For Adult Ed. information call 207-439-5896 or visit us at www.kitteryschools.org
Considerations for Starting a Community Garden
Tues., Sept. 23rd, 7-8:00 p.m.
Interested in becoming part of a community garden? Jenny Isler, the
coordinator of the Community Garden at Strawbery Banke, will give a brief
history of Community Gardens and will discuss the considerations and
steps needed to start a community garden. Jenny Isler, is a horticulturalist at
Strawbery Banke and has been the Coordinator of The Community Garden
at Strawbery Banke for 5 years. She has been a master gardener since 1992
and is presently enrolled in an MBA Program at Antioch College on
Environmental & Organizational Sustainability.
Resident Fee: $8, $10 Nonresident
(psst … know of a community garden or want to find one in your area? We are collating this information at our website > )
Home Cheesemaking: Ricotta & Mozzarella
Mon., Oct. 6th, 6 – 9 p.m.
You can learn to make your own unprocessed, local cheese right at home. This
introduction to home cheesemaking will get you started on making ricotta and
mozzarella cheese through a lecture and demonstration. We will cover basic
equipment and procedures, and may include yogurt and goat cheese as time
allows. Debra Kam and Lenore Smith have been exploring home cheesemaking over
the past year as part of eating locally.
Resident Fee: $15, $17 Nonresident, plus materials fee.
Preserving the Harvest: Heritage Poultry Haute Cuisine
Two Nights of Heritage Poultry in the Flavors of Old Europe. How does one
cook heritage fowl? What are some of the traditional preparations that
Europeans have been enjoying for generations? What does one serve beside a
French hen or a roast goose? What comes after Duck a l’orange?
Heritage poultry farmer, Joe Marquette of Yellow House Farm in Barrington will
team up with Susan Tuveson, owner of Cacao Chocolates, cook extraordinaire,
and past host of the Portsmouth radio show, “Wine Me, Dine Me” for these
Classes will be held at Cacao Chocolates at 64 Government St. in Kittery.
Register early, space is limited.
Heritage Chicken, Roasting the Fowl of Medieval France and Ancient Rome
Tues., Oct. 28th, 6-9 p.m.
Resident Fee: $50, $55 Nonresident
(includes cost of “heritage chicken” and other ingredients)
Heritage Duck and Goose, European delicacies
Wed., Oct. 29th, 6-9 p.m.
Resident Fee: $55, $60 Nonresident
(includes cost of “heritage duck/goose” and other ingredients)
Practical Heritage Poultry: Getting the Most Out of Your Poultry!

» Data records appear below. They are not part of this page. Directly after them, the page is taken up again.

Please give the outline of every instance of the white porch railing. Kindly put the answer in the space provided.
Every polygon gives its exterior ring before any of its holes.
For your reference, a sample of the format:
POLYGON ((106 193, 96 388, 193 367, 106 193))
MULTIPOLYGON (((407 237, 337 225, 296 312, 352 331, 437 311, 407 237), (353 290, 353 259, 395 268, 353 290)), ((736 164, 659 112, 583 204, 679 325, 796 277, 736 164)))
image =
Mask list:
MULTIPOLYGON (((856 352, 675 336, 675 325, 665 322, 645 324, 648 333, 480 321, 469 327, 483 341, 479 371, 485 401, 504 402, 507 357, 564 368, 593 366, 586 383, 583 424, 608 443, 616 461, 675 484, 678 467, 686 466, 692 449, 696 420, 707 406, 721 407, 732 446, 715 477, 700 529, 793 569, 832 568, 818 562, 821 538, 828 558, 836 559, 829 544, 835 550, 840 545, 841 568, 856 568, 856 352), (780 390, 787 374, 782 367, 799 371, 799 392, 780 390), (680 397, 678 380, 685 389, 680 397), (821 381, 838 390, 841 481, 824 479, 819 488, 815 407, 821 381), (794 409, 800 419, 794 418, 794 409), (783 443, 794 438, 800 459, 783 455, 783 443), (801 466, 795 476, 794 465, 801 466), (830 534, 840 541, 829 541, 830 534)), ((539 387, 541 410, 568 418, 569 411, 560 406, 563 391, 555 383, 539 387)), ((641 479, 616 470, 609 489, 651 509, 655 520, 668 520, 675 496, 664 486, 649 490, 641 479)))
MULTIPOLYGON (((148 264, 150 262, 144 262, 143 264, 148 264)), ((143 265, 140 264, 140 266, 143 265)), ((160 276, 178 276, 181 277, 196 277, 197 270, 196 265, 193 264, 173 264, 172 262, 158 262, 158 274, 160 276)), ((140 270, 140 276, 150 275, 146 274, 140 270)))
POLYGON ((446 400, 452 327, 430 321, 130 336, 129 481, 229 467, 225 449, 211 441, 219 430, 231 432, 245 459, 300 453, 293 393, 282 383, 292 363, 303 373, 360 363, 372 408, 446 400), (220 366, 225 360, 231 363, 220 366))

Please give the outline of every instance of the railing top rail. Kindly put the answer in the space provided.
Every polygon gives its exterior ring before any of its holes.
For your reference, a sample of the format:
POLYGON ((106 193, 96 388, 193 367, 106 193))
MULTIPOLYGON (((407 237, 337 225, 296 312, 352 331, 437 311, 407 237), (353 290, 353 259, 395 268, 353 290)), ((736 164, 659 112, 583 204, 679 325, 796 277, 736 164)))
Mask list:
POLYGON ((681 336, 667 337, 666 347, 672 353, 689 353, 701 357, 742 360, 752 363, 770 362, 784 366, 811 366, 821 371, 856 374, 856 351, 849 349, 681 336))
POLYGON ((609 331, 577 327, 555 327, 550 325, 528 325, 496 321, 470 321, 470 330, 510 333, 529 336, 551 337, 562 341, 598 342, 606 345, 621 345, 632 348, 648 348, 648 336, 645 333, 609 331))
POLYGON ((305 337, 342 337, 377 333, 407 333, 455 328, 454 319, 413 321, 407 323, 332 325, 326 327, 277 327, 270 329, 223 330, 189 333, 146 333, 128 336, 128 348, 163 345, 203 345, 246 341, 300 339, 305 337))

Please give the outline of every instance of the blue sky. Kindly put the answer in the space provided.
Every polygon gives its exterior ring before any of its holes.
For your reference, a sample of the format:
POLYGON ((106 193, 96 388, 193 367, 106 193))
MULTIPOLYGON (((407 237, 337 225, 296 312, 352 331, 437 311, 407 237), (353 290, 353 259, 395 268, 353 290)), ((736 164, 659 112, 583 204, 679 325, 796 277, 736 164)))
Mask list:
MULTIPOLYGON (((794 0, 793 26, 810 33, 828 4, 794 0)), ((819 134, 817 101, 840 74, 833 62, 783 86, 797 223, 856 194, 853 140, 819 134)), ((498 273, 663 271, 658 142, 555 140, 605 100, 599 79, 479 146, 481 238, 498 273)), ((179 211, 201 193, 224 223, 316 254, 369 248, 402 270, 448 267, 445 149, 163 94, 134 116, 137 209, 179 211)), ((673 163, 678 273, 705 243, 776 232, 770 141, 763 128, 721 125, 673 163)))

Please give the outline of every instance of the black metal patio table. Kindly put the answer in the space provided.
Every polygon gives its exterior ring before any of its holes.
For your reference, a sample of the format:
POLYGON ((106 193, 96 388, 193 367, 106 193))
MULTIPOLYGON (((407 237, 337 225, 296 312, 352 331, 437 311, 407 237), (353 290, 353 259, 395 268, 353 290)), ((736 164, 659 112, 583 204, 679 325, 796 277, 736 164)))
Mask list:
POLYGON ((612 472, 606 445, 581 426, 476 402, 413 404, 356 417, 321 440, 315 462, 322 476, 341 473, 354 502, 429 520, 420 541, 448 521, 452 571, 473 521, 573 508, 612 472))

Thurs., Oct. 30th, 6-9 p.m.
Joe Marquette and Rob Gibson of Yellow House
Farm will show ways you can get the most out of
heritage poultry through the preparation of a roast
chicken and duck. There will be a demonstration of how
to roast, prepare stock, use condiments to enhance the flavors, and creative
suggestions for use of leftovers. Plenty of opportunity for sampling.